What Every C Programmer Should Know About Undefined Behavior #2/3

In Part 1 of our series, we discussed what undefined behavior is, and how it allows C and C++ compilers to produce higher performance applications than "safe" languages. This post talks about how "unsafe" C really is, explaining some of the highly surprising effects that undefined behavior can cause. In Part #3, we talk about what friendly compilers can do to mitigate some of the surprise, even if they aren't required to.

I like to call this "Why undefined behavior is often a scary and terrible thing for C programmers". :-)

Translation available in: Japanese, and Spanisha>.

Interacting Compiler Optimizations Lead to Surprising Results

A modern compiler optimizer contains many optimizations that are run in specific orders, sometimes iterated, and change as the compiler evolves over time (e.g. new releases come out). Also, different compilers often have substantially different optimizers. Because optimizations run at different stages, emergent effects can occur due to previous optimizations changing the code.

Lets take a look at a silly example (simplified from an exploitable bug that was found in the Linux Kernel) to make this more concrete:

void contains_null_check(int *P) {
  int dead = *P;
  if (P == 0)
    return;
  *P = 4;
}

In this example, the code "clearly" checks for the null pointer. If the compiler happens to run "Dead Code Elimination" before a "Redundant Null Check Elimination" pass, then we'd see the code evolve in these two steps:

void contains_null_check_after_DCE(int *P) {
  //int dead = *P;     // deleted by the optimizer.
  if (P == 0)
    return;
  *P = 4;
}

and then:

void contains_null_check_after_DCE_and_RNCE(int *P) {
  if (P == 0)   // Null check not redundant, and is kept.
    return;
  *P = 4;
}

However, if the optimizer happens to be structured differently, it could run RNCE before DCE. This would give us these two steps:

void contains_null_check_after_RNCE(int *P) {
  int dead = *P;
  if (false)  // P was dereferenced by this point, so it can't be null 
    return;
  *P = 4;
}

and then dead code elimination runs:

void contains_null_check_after_RNCE_and_DCE(int *P) {
  //int dead = *P;
  //if (false)
  //  return;
  *P = 4;
}

To many (reasonable!) programmers, deleting the null check from this function would be very surprising (and they'd probably file a bug against the compiler :). However, both "contains_null_check_after_DCE_and_RNCE" and "contains_null_check_after_RNCE_and_DCE" are perfectly valid optimized forms of "contains_null_check" according to the standard, and both of the optimizations involved are important for the performance of various applications.

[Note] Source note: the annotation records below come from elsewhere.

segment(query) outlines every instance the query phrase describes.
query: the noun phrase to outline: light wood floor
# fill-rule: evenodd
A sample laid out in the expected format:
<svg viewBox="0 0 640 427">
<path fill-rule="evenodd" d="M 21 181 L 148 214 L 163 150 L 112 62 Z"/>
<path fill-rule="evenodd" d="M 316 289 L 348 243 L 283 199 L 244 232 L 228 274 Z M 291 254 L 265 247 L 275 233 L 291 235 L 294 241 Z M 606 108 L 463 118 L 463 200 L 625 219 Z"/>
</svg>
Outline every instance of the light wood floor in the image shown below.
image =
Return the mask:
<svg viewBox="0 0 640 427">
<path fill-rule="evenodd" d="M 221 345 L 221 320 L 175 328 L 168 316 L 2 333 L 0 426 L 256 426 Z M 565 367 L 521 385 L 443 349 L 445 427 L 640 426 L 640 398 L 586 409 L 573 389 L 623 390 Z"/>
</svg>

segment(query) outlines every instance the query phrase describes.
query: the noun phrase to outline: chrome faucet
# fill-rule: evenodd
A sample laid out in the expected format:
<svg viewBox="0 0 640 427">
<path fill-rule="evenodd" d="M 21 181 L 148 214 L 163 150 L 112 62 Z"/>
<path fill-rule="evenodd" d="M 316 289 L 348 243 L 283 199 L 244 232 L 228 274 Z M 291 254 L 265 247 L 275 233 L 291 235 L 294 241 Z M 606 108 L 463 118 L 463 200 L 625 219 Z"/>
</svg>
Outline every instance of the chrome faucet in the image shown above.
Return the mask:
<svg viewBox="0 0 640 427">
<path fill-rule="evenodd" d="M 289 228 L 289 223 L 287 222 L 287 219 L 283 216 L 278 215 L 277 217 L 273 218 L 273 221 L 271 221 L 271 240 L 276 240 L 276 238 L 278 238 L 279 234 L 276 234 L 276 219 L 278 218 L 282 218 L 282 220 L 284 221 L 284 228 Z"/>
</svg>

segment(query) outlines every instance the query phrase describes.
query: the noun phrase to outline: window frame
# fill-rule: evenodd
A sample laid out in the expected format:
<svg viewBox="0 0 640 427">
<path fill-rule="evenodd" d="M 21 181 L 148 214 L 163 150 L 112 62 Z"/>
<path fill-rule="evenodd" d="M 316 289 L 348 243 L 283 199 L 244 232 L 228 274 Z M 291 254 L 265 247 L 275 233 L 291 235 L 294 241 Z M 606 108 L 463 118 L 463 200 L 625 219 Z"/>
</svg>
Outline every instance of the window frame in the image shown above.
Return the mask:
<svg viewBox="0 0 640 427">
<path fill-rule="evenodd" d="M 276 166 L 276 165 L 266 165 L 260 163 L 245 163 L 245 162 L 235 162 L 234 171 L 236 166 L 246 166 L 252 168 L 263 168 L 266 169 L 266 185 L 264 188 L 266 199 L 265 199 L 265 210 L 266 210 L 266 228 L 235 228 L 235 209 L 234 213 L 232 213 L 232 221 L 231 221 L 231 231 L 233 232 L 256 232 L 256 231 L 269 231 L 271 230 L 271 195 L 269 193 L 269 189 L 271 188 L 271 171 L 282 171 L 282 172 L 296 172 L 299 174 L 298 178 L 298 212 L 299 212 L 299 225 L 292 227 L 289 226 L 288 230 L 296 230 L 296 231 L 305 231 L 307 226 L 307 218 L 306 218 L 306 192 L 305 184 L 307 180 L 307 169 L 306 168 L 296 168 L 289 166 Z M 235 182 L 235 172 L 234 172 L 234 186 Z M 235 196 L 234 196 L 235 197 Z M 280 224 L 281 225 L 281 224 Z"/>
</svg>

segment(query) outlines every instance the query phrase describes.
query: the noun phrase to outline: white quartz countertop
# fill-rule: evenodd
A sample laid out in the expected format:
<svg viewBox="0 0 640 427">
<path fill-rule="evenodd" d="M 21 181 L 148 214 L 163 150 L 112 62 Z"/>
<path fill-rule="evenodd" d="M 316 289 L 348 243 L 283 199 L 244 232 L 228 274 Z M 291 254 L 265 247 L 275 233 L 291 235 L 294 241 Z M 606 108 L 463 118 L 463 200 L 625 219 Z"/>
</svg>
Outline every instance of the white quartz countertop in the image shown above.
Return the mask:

While this is intentionally a simple and contrived example, this sort of thing happens all the time with inlining: inlining a function often exposes a number of secondary optimization opportunities. This means that if the optimizer decides to inline a function, a variety of local optimizations can kick in, which change the behavior of the code. This is both perfectly valid according to the standard, and important for performance in practice.

Undefined Behavior and Security Don't Mix Well

The C family of programming languages is used to write a wide range of security critical code, such as kernels, setuid daemons, web browsers, and much more. This code is exposed to hostile input and bugs can lead to all sorts of exploitable security problems. One of the widely cited advantages of C is that it is relatively easy to understand what is going on when you read the code.

However, undefined behavior takes this property away. After all, most programmers would think that "contains_null_check" would do a null check above. While this case isn't too scary (the code will probably crash in the store if passed a null check, which is relatively easy to debug) there are a wide range of very reasonable looking C fragments that are completely invalid. This problem has bit many projects (including the Linux Kernel, OpenSSL, glibc, etc) and even led to CERT issuing a vulnerability note against GCC (though my personal belief is that all widely-used optimizing C compilers are vulnerable to this, not just GCC).

Lets look at an example. Consider this carefully written C code:

void process_something(int size) {
  // Catch integer overflow.
  if (size > size+1)
    abort();
  ...
  // Error checking from this code elided.
  char *string = malloc(size+1);
  read(fd, string, size);
  string[size] = 0;
  do_something(string);
  free(string);
}

This code is checking to make sure that the malloc is big enough to hold the data read from the file (because a nul terminator byte needs to be added), bailing out if an integer overflow error occurs. However, this is exactly the example we gave before in which the compiler is allowed to (validly) optimize out the check. This means that it is perfectly possible for the compiler to turn this into:

void process_something(int *data, int size) {
  char *string = malloc(size+1);
  read(fd, string, size);
  string[size] = 0;
  do_something(string);
  free(string);
}

When being built on a 64-bit platform, it is quite likely that this is an exploitable bug when "size" is INT_MAX (perhaps the size of a file on disk). Lets consider how terrible this is: a code auditor reading the code would very reasonably think that a proper overflow check is happening. Someone testing the code would find no problem unless they specifically tested that error path. The secure code seems to work, until someone goes ahead and exploits the vulnerability. All in all, this is a surprising and quite scary class of bugs. Fortunately, the fix is simple in this case: just use "size == INT_MAX" or similar.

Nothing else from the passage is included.